Philip turned from the building and started to creep south, a journey of twenty-two blocks that might as well have taken twenty-two years. Time streamed forward and backward, with Park Avenue as the opposite of Lethe—every street brought a damp realization of what he was and what he would forever be.

When I returned to the apartment Gerd was frantic. Richard and Jamie were due in thirty minutes, and Andy was still upstairs in bed while Andrew was in the bathroom downstairs, the shower running for twenty minutes, like maybe he had slipped and broken something, like maybe he was trying to yell but instead was drowning, “like maybe he’s getting poached,” Gerd said to me. The poor woman.
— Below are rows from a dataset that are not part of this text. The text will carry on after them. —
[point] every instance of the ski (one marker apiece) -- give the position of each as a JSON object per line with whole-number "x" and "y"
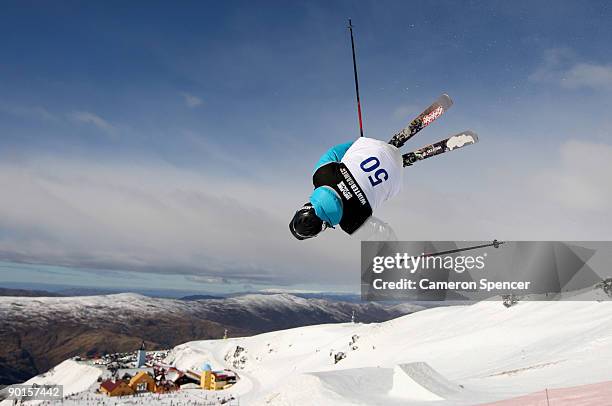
{"x": 440, "y": 147}
{"x": 427, "y": 117}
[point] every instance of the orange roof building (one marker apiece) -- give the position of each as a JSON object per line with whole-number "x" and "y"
{"x": 116, "y": 388}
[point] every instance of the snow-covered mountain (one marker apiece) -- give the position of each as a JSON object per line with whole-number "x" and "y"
{"x": 459, "y": 355}
{"x": 39, "y": 332}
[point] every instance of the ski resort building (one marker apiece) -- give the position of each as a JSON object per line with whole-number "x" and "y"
{"x": 116, "y": 388}
{"x": 143, "y": 382}
{"x": 215, "y": 380}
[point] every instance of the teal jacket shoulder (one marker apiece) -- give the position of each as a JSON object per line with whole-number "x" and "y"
{"x": 325, "y": 201}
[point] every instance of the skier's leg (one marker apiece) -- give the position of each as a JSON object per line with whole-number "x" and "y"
{"x": 440, "y": 147}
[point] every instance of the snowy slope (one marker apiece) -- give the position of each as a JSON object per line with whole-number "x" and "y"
{"x": 456, "y": 355}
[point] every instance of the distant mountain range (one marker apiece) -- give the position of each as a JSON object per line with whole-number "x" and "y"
{"x": 36, "y": 333}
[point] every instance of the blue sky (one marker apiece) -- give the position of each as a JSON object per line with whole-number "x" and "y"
{"x": 178, "y": 138}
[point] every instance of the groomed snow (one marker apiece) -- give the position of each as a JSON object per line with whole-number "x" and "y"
{"x": 460, "y": 355}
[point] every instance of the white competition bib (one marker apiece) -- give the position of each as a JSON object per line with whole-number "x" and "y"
{"x": 377, "y": 167}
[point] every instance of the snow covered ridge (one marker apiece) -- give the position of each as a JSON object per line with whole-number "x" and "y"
{"x": 459, "y": 355}
{"x": 99, "y": 309}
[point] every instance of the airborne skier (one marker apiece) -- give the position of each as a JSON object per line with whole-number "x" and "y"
{"x": 351, "y": 180}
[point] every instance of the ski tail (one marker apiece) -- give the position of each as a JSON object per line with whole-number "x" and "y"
{"x": 427, "y": 117}
{"x": 451, "y": 143}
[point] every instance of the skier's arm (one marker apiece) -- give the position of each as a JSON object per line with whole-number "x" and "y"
{"x": 334, "y": 154}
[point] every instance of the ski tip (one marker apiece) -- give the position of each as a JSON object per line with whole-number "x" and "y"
{"x": 471, "y": 134}
{"x": 445, "y": 101}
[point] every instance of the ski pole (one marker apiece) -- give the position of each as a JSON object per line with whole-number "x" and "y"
{"x": 356, "y": 80}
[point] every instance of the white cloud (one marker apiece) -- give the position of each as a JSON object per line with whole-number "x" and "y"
{"x": 190, "y": 100}
{"x": 562, "y": 67}
{"x": 589, "y": 75}
{"x": 95, "y": 120}
{"x": 156, "y": 218}
{"x": 159, "y": 218}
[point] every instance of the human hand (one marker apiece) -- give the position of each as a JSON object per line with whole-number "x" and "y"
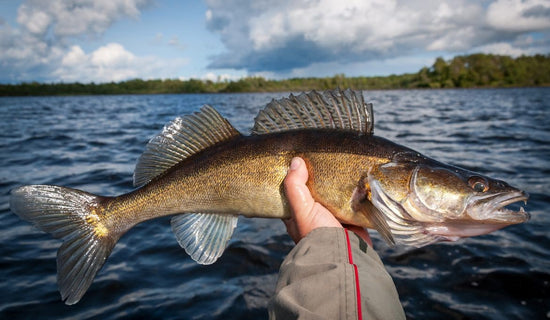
{"x": 307, "y": 214}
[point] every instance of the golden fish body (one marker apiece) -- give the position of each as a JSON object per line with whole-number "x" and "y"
{"x": 204, "y": 173}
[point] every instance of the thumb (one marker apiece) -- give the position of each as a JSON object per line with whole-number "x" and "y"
{"x": 297, "y": 192}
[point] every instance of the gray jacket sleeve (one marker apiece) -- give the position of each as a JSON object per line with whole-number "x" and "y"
{"x": 334, "y": 274}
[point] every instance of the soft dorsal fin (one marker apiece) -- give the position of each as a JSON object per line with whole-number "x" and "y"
{"x": 180, "y": 139}
{"x": 334, "y": 109}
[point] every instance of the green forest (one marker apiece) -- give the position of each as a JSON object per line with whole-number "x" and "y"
{"x": 468, "y": 71}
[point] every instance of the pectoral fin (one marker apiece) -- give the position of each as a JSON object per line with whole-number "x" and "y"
{"x": 204, "y": 236}
{"x": 361, "y": 204}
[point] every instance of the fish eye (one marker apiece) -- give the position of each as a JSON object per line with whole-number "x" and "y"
{"x": 478, "y": 184}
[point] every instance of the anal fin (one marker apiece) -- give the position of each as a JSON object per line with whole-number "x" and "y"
{"x": 204, "y": 236}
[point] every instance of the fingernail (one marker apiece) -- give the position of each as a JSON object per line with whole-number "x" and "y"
{"x": 295, "y": 163}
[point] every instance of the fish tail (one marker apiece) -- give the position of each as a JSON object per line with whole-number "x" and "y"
{"x": 79, "y": 219}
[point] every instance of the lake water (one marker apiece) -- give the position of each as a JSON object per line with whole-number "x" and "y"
{"x": 93, "y": 142}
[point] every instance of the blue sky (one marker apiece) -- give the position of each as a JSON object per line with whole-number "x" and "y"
{"x": 115, "y": 40}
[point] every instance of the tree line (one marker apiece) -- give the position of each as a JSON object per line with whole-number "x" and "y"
{"x": 467, "y": 71}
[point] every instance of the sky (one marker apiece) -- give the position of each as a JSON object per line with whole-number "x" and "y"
{"x": 116, "y": 40}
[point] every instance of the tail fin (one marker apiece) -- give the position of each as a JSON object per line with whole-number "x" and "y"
{"x": 78, "y": 218}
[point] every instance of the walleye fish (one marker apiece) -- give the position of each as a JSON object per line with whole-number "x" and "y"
{"x": 204, "y": 172}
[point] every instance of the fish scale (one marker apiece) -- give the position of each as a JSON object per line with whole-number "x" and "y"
{"x": 204, "y": 173}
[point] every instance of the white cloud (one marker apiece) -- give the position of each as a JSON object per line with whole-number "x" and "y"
{"x": 502, "y": 48}
{"x": 519, "y": 15}
{"x": 292, "y": 35}
{"x": 112, "y": 62}
{"x": 39, "y": 48}
{"x": 69, "y": 18}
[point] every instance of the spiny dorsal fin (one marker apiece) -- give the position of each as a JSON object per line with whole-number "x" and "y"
{"x": 180, "y": 139}
{"x": 335, "y": 109}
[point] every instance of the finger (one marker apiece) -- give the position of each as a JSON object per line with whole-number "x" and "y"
{"x": 298, "y": 194}
{"x": 361, "y": 232}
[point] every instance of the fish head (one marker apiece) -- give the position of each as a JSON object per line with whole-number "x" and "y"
{"x": 425, "y": 201}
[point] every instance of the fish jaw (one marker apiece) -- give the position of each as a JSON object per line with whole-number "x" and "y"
{"x": 493, "y": 208}
{"x": 483, "y": 215}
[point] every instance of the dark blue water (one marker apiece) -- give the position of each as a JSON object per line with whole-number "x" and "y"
{"x": 92, "y": 143}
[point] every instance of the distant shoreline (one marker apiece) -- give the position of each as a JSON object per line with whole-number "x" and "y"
{"x": 470, "y": 71}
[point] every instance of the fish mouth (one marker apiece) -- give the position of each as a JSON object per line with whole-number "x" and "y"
{"x": 494, "y": 208}
{"x": 484, "y": 214}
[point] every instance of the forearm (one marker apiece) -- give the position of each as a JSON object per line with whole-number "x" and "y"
{"x": 333, "y": 274}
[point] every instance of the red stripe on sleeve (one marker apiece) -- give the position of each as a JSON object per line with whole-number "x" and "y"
{"x": 356, "y": 271}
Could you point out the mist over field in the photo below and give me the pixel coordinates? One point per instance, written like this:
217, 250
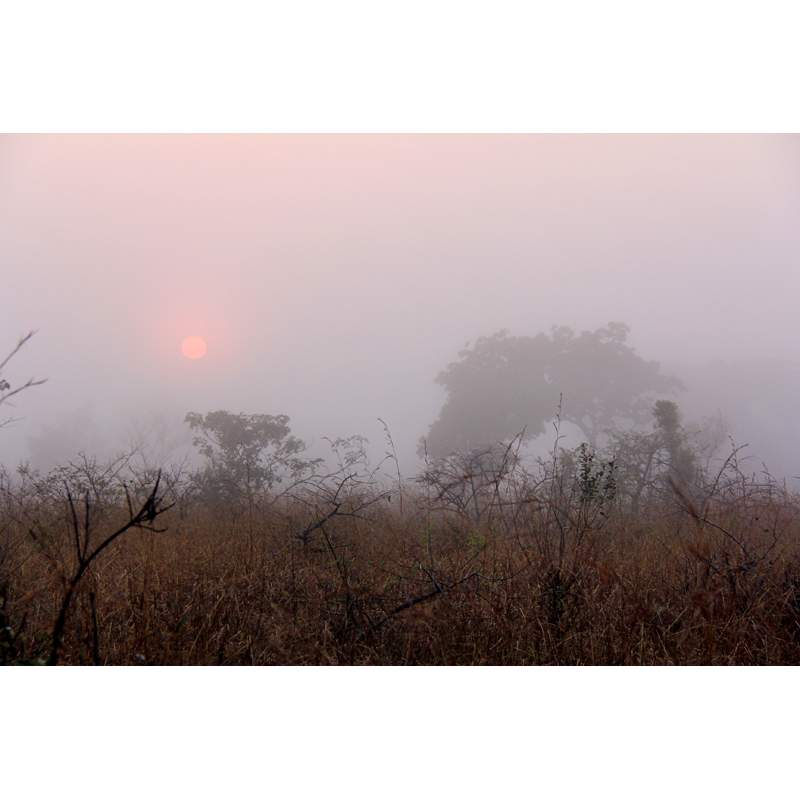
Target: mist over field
334, 276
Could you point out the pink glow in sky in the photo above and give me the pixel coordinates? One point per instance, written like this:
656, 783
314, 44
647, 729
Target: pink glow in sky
333, 276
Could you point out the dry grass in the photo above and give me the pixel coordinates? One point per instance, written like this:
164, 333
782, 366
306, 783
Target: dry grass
710, 580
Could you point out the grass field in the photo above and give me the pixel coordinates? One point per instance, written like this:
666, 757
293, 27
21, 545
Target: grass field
354, 571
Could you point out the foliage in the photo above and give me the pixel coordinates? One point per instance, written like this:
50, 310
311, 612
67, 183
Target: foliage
548, 578
470, 481
505, 385
245, 453
644, 460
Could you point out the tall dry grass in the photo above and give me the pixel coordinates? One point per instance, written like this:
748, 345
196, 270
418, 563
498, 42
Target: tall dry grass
401, 576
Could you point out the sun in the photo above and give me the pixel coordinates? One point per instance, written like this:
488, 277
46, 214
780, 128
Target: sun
194, 347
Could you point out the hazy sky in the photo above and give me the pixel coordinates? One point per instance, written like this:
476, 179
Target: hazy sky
333, 276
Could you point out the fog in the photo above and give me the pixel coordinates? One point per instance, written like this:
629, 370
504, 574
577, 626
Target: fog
334, 276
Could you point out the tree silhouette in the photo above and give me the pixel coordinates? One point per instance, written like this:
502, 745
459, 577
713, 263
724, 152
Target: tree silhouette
505, 384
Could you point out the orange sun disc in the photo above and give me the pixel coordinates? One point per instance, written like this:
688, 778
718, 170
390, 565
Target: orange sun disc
194, 347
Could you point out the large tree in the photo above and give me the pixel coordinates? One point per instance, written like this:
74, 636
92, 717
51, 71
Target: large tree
504, 384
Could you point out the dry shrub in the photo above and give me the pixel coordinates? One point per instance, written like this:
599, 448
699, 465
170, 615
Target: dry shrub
355, 573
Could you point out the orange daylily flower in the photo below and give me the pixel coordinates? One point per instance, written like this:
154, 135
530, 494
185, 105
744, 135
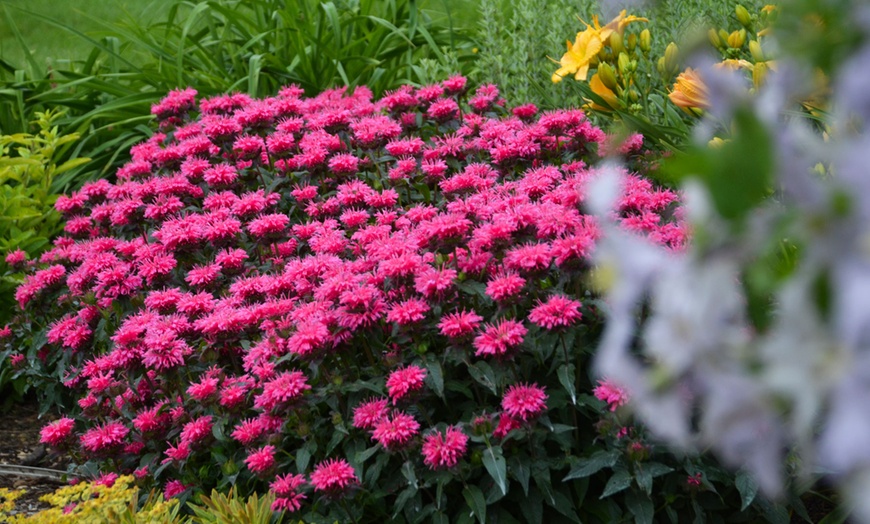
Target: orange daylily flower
690, 93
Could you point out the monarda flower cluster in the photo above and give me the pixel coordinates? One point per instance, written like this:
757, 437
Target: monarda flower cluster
267, 280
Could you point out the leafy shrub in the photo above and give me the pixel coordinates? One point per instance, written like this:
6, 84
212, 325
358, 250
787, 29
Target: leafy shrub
380, 309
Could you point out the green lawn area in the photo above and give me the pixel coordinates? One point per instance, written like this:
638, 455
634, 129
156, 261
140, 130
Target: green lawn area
49, 44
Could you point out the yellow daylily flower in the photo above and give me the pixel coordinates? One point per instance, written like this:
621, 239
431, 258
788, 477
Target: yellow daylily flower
690, 94
598, 87
576, 59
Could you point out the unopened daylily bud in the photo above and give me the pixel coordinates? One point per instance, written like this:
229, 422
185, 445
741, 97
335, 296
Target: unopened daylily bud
743, 16
624, 64
755, 50
645, 41
759, 73
672, 59
607, 76
631, 43
714, 38
616, 43
736, 39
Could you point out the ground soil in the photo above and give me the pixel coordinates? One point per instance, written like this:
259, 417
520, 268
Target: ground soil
19, 445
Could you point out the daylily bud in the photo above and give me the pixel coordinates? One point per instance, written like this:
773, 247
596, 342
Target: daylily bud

Bagels and cream cheese and smoked salmon and a variety of muffin and
morning pastry and fruit overwhelmed the kitchen, the sink bunched with an assortment of flowers in search of vases, and on top of this, on top of the squeezing of oranges and the brewing of regular and decaf coffee, Gerd was trying to resuscitate the apartment, to shock the living room into breathing again, to peel open the eyes of the dining room and let it glimpse once more a table spread with food. “I just want it to be nice,” she told me as she straightened the chairs,
“for Andy.”

I took off my overcoat and helped with the flowers.

I knew flowers thanks to my mother. In Southampton we had wonderful gardens, in all states and styles, which she constantly tended to in green clogs, an oversized button-down shirt, a tennis visor. She snipped at whatever needed snipping, never pleased with the lilacs near the tennis court or the rhododendron around the cottage, dreaming of a greenhouse, a gift my father offered every year but which she pooh-poohed as too expensive. She was wary of ever appearing to try too
hard, which of course took great effort. She was a believer in the natural graces, and when she got sick, she never once thought of putting up
a fight. But she was famous for her gardens. And I was her faithful assistant. I deadheaded, I pruned (there is a difference), I weeded, I mulched. By the time I was nine I could identify most varieties of flower, whether in the field or in chintz, and my older siblings accused me of sucking up, as if being a loving son was the same as
being a teacher’s pet. Typical. The teasing was particularly merciless when I won best of show for juniors at the Southampton Garden Club’s annual flower show (won it three years in a row, in fact). Once married, I forsook Long Island for the McCracken family compound in upstate New York and gave up gardening, without regret. But as I stood over the sink and rushed through arrangements, I must have remembered my mother somewhere in the task, a loss briefly filled, an illusion of a
life maintained, like water for those stems. I placed the vases around the apartment and was putting the last one on the table in the front hall when the doorbell rang.